Tarragona. (EFE).- Un estudio en el que participa un investigador de la URV ha encontrado una molécula clave para detectar y tratar el dolor crónico, informa la Universitat Rovira i Virgili (URV) de Tarragona. El estudio, publicado por la revista Nature Chemical Biology, ha sido redactado por un equipo de científicos
entre los que se encuentra el doctor Òscar Yanes de la URV. Los
científicos han descubierto, a través de la metabolómica, que la
dimetilesfingosina (DMS) -una pequeña molécula subproducto de la degradación de membranas celulares del sistema nervioso- se acumula en la médula espinal en ratas que sufren dolor neuropático.
Y que el DMS también provoca dolor cuando se inyecta en ratas que no sufren dolor previo,
lo que abre puertas ahora a la inhibición de esta molécula y a un
futuro desarrollo de fármacos. El investigador Òscar Yanes, que inició
los trabajos en el instituto de investigación Scripps (The Scripps
Research Institute) en San Diego (California, Estados Unidos) y los ha
terminado en la Universitat Rovira i Virgili de Tarragona, explica que
era muy difícil encontrar modelos animales que tuvieran dolor crónico.

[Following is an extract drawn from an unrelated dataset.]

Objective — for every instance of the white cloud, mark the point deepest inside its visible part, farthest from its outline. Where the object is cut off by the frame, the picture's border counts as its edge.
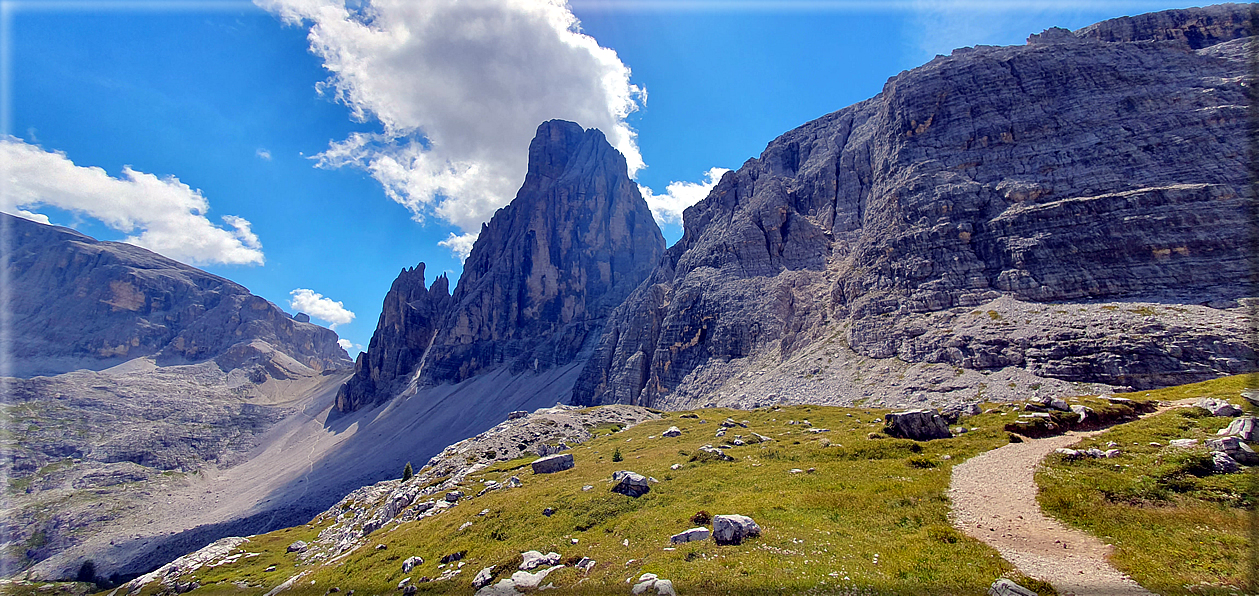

Finalmente, consiguieron dos modelos animales utilizando ratas, en
los que se basaron los cuatro años de investigación. "Hemos demostrado
que hay una vía metabólica sobre la cual se pueden hacer intervenciones,
puesto que mostramos una cascada de reacciones que en un futuro pueden
ser útiles para encontrar inhibidores", asegura Yanes. A su juicio, si
se pudieran bloquear las enzimas que acaban generando el DMS, se podría
disminuir el dolor".
Y aunque se tiene que demostrar todavía si el modelo se puede
extrapolar a todos los tipos de dolor crónico, hasta ahora no se sabía
prácticamente nada a nivel molecular de este tipo de dolor, "y éste es
un primer paso". Según el doctor Yanes, el trabajo puede abrir puertas a
investigar el dolor asociado a la diabetes. "Se tendrá que ver primero
-ha añadido- si los resultados son extrapolables en humanos", ya que
hace falta todavía descubrir si el DMS se acumula en humanos que sufren
dolor crónico "o encontrar un modelo animal de ratón diabético para
hacer alguna investigación parecida a la que se ha realizado hasta
ahora."
Su idea es buscar algunos de estos compuestos en la sangre de
pacientes con dolor crónico: "Tenemos capacidad de encontrar marcadores,
intentar cuantificar el dolor y dar herramientas a los clínicos para
que los pacientes no tengan que valorar el dolor que tienen con un
test". Y otro tema de estudio es descubrir de dónde proviene el dolor:
"Conociendo ahora la vía metabólica y los compuestos que se acumulan, a
corto plazo hay que ir a buscarlos en la sangre o en el líquido
cefalorraquídeo, que es una estrategia más sencilla que desarrollar
fármacos", a pesar de ser este último un objetivo a largo plazo.